La RBA: l’exception à la règle.
De nombreuses banques centrales débattent actuellement de l’opportunité d’accélérer leurs abaissements de taux, afin de préserver la croissance et l’emploi. Par exemple, le marché est convaincu que la Banque du Canada passera cette semaine à la vitesse supérieure, de 25 pb à 50 pb. Il part du même principe en ce qui concerne la Riksbank suédoise, la Banque de réserve de la Nouvelle-Zélande (jusqu’à 75 pb)… et même la BCE. Chez nous aussi, en cas de faiblesse de l’indice des directeurs d’achats de l’UEM, nous ressentirons un glissement des attentes vers un pas hypothétique de 50 pb en décembre. Qu’en disent les banques centrales concernées? En général, elles ne se précipitent pas pour réfuter ces attentes. Dans ce contexte, une allocution de Hauser, le gouverneur adjoint de la Banque de réserve d’Australie (RBA), a retenu notre attention ce matin. Il s’est réjoui de la réaction récente du marché. Non, pas de ‘frontloading’. Pour l’Australie, le marché a fortement reporté ses attentes quant au premier abaissement de taux: à partir d’avril de l’année prochaine!
Qu’est-ce qui distingue l’Australie? D’abord, son point de départ. De 0,1% en avril 2022, la RBA a relevé le taux à 4,35% en novembre de l’année dernière. C’était faible par rapport à d’autres économies similaires. Pendant longtemps, le taux directeur réel n’a été que très légèrement positif. Mais depuis lors, l’inflation générale est tombée à 2,7% en septembre. Notons qu’il s’agit d’une estimation incomplète: l’Australie publie ses taux d’inflation détaillés sur une base trimestrielle seulement, et cette baisse était surtout due aux subventions du gouvernement visant à faire baisser la facture énergétique. L’inflation sous-jacente (3,4%) reste nettement supérieure à l’objectif de 2-3% de la RBA. Quant à la croissance, elle est en train de ralentir (0,2% au T2), mais le marché du travail reste robuste: pour le sixième mois consécutif, le rapport sur le marché du travail de septembre s’est avéré meilleur que prévu. Malgré la croissance modérée, l’emploi a fortement augmenté (+64 000). Cette hausse est plus rapide que celle de la population active, de sorte que le taux de participation a grimpé à un niveau record (67,2%) et que le taux de chômage est tombé à 4,1%.

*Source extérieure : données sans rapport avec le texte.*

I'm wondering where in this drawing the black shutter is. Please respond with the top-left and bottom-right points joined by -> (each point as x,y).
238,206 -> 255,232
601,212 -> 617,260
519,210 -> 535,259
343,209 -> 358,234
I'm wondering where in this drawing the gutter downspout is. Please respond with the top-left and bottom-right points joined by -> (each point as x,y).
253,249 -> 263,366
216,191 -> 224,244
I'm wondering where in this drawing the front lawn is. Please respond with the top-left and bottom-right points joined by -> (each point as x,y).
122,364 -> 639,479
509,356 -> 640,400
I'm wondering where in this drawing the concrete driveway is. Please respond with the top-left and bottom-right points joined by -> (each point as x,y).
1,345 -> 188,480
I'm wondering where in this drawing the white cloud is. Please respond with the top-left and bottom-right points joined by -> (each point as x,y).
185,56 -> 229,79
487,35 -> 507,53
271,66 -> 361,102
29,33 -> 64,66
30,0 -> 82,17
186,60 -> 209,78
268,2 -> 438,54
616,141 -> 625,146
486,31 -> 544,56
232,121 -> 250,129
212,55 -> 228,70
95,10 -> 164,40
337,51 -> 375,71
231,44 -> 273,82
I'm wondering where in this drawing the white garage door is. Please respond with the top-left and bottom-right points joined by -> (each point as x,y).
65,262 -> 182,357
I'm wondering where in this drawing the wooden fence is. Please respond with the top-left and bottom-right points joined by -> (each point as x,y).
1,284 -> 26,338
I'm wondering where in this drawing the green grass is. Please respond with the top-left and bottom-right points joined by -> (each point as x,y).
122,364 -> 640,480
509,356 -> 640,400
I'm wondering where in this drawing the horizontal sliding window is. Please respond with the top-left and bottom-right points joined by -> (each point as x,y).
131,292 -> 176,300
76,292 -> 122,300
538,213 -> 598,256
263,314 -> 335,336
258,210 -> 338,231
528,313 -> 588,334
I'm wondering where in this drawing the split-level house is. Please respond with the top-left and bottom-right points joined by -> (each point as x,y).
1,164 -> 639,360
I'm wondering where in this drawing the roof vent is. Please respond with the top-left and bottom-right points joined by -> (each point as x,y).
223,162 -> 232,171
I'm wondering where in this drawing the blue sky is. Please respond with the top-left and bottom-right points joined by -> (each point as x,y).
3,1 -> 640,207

Fin septembre, le marché haussait encore les épaules avec commisération lorsque la RBA répétait qu’elle n’excluait rien, y compris un relèvement de taux de fin de cycle. Nous n’en viendrons sans doute pas là, mais le rapport sur le marché du travail a néanmoins conforté la RBA. Le rapport trimestriel sur l’inflation qui sera publié à la fin de la semaine prochaine constitue le prochain point de référence. Pour autant, nous ne nous attendons pas à ce que la communication de la RBA change en profondeur. Dans ses dernières prévisions, la RBA partait du principe que l’inflation sous-jacente ne retomberait dans la zone cible de 2-3% que fin 2025, et n’atteindrait 2,5% que mi-2026.
Sur la base de la trajectoire de politique esquissée par la RBA, l’on pourrait s’attendre à ce que le dollar australien ‘Aussie’ ait le vent en poupe. Or c’est plutôt une déception. L’AUD suit en grande partie la tendance générale de l’USD. Par rapport au début de l’année, l’Aussie a gagné un peu plus de 2,0% face au dollar canadien et au dollar néo-zélandais, et n’a engrangé aucun gain vis-à-vis de l’euro. Comme nous le disions ci-dessus, le taux directeur absolu n’est pas vraiment élevé. En outre, le sort de l’Aussie dépend aussi fortement du sentiment général vis-à-vis du risque, de l’évolution des prix des matières premières et de l’incertitude par rapport à la Chine. Le marché considère que la RBA finira par suivre la tendance globale. Autrement dit, les mauvaises nouvelles par rapport au taux doivent encore tomber. Nous observons un phénomène analogue du côté de la couronne norvégienne: celle-ci ne profite pas non plus du soutien prolongé des taux et perd même du terrain, y compris vis-à-vis de sa voisine la Suède, dont la Riksbank joue pleinement la carte des mesures d’assouplissement. Nous restons donc neutres, voire plutôt prudents vis-à-vis du dollar australien.